Телефона в кармане не оказалось. Такси не вызвать. Не нашлось и кошелька. Коваль выбил из карманов и то, и другое. Возвращаться к костру казалось немыслимым. Как пройти сквозь стену. Поскуливая от боли, подбадривая себя желчными смешками, Циба поднялся на ноги.
В воротах его кинулись облаивать тузики. Угрюмый сонный сторож одёрнул их не сразу, на всякий случай дал полаять на окровавленного хромого придурка. Уже за пределами базы, там, где тянулся за сетчатым забором газон, Цибу обдало водой: включились поливальные брызгалки.
Сначала идти было трудно. Он думал о письме, которое ждёт его – наверняка ждёт – в искорёженной машине на спец-стоянке, начинал гадать, какими словами писала Соня, как называла его: Цибулька, Цибочка? И чем глубже он погружался в свои мысли, тем легче шёл.
«Соня, – стучало в висках. – Сонечка».
Небо уже начало выцветать. В посадке суматошно перелетали с ветки на ветку разбуженные его шагами птицы. Кое-где из коттеджей лилась романтическая музыка. Кто-то ещё не долюбил, ещё не желал мириться с наступающим новым днём. Пред самой трассой с обочины при его приближении сорвалась и нервно умчалась «десятка». Выбравшись на асфальт, Циба толкнулся и побежал. Всё в нём оказалось целое, ни единого перелома. Кроме носа. Каждый шаг отдавался молотом в ушах – но это мелочи, он мог бежать.

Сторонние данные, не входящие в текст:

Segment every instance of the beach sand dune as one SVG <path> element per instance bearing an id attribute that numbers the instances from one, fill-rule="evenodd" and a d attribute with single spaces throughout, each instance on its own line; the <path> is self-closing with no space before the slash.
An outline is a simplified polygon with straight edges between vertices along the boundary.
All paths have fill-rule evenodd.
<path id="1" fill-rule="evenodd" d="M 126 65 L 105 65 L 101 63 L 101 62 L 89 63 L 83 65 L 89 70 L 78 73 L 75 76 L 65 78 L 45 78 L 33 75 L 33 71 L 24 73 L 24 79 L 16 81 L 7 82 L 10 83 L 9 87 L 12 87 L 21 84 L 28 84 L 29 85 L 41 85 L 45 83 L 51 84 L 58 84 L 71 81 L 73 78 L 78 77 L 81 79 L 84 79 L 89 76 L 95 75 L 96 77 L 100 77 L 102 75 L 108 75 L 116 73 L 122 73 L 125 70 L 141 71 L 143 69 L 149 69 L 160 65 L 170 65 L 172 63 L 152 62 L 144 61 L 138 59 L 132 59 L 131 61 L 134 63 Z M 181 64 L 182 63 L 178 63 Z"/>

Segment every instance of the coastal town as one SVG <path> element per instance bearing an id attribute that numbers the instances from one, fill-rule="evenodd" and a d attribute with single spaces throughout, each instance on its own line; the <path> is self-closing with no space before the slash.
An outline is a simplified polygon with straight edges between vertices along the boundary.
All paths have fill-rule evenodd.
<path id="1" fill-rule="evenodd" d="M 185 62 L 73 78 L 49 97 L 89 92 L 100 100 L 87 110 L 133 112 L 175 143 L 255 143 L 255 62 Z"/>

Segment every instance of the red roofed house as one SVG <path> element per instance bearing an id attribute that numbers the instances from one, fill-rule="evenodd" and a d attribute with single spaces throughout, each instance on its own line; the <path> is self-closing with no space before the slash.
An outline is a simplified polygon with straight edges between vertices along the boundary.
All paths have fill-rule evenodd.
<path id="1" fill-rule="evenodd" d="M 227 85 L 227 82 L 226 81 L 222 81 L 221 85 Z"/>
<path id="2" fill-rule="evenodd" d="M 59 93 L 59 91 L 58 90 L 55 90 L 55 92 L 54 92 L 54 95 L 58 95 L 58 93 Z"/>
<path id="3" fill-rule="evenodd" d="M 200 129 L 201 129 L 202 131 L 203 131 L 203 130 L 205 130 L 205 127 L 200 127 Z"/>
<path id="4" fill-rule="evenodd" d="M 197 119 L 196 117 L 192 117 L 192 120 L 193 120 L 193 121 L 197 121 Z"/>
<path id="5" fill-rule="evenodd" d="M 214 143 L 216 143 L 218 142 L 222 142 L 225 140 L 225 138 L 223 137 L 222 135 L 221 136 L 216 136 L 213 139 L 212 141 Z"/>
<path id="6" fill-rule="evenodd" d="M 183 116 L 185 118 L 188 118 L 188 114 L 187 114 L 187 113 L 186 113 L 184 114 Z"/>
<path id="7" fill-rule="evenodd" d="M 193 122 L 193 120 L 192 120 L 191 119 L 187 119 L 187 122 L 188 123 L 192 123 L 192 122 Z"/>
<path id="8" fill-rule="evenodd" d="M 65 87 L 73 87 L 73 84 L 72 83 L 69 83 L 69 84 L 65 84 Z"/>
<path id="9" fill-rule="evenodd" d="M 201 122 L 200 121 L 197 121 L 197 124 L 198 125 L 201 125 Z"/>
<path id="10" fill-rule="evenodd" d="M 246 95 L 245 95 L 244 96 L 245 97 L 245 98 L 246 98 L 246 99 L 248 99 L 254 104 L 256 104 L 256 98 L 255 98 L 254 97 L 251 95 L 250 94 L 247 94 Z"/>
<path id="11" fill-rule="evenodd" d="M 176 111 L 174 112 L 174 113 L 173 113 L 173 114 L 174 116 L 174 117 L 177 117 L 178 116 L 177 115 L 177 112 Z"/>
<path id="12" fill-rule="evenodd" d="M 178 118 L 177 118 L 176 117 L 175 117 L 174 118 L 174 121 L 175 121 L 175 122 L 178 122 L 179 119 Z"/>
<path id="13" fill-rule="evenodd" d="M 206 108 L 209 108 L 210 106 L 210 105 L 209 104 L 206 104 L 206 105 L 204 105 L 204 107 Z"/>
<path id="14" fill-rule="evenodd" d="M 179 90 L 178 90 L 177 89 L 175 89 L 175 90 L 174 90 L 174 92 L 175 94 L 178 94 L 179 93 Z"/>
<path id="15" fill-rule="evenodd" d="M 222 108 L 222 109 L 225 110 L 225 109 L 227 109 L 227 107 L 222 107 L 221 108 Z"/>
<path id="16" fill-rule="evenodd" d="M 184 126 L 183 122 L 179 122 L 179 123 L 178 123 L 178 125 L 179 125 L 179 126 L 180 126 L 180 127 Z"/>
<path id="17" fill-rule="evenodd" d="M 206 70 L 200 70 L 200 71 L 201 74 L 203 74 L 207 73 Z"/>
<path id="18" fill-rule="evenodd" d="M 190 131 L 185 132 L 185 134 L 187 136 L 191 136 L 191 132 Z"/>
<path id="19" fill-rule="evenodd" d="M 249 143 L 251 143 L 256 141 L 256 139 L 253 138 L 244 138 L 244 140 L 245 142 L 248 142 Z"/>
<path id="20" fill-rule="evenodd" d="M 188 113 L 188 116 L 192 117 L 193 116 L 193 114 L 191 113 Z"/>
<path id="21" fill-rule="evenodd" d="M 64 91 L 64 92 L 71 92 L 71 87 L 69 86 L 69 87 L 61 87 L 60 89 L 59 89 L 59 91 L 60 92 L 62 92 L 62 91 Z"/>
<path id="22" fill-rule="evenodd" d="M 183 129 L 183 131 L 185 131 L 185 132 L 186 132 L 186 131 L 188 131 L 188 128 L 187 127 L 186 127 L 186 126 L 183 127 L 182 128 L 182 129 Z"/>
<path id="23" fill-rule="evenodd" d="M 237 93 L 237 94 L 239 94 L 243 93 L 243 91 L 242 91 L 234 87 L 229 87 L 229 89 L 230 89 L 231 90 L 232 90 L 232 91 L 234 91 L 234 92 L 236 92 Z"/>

Впереди, за мостом, громоздился серыми глыбами Ростов. Водители торопливых утренних машин успевали бросить на него любопытные взгляды. Один даже притормозил, опустил окно. На большее не решился, проехал, как и все, мимо.
Мост уходил немного в гору. Если не возьмёт его быстро, с налёта – выдохнется. Нужно было подналечь. Он зарычал и прибавил скорости.
«Давай, животное, давай», – подбадривал он себя.
В какой-то момент Циба почуял, что сможет, добежит. Он теперь всё может. Но теперь – слишком поздно. Если бы это пришло к нему раньше, она осталась бы с ним. Живая, Господи. Живая. И ребёнок…
Сознание захлопнулось в узенькую щёлочку.
Оставалось ещё её письмо. Которое он должен прочитать.
«Давай, животное, беги».
Над Доном, тяжело отрываясь от изрубленного городом горизонта, ползло свежее розовое солнце.
– Смотри, Циба, я вся розовая. Красиво, да?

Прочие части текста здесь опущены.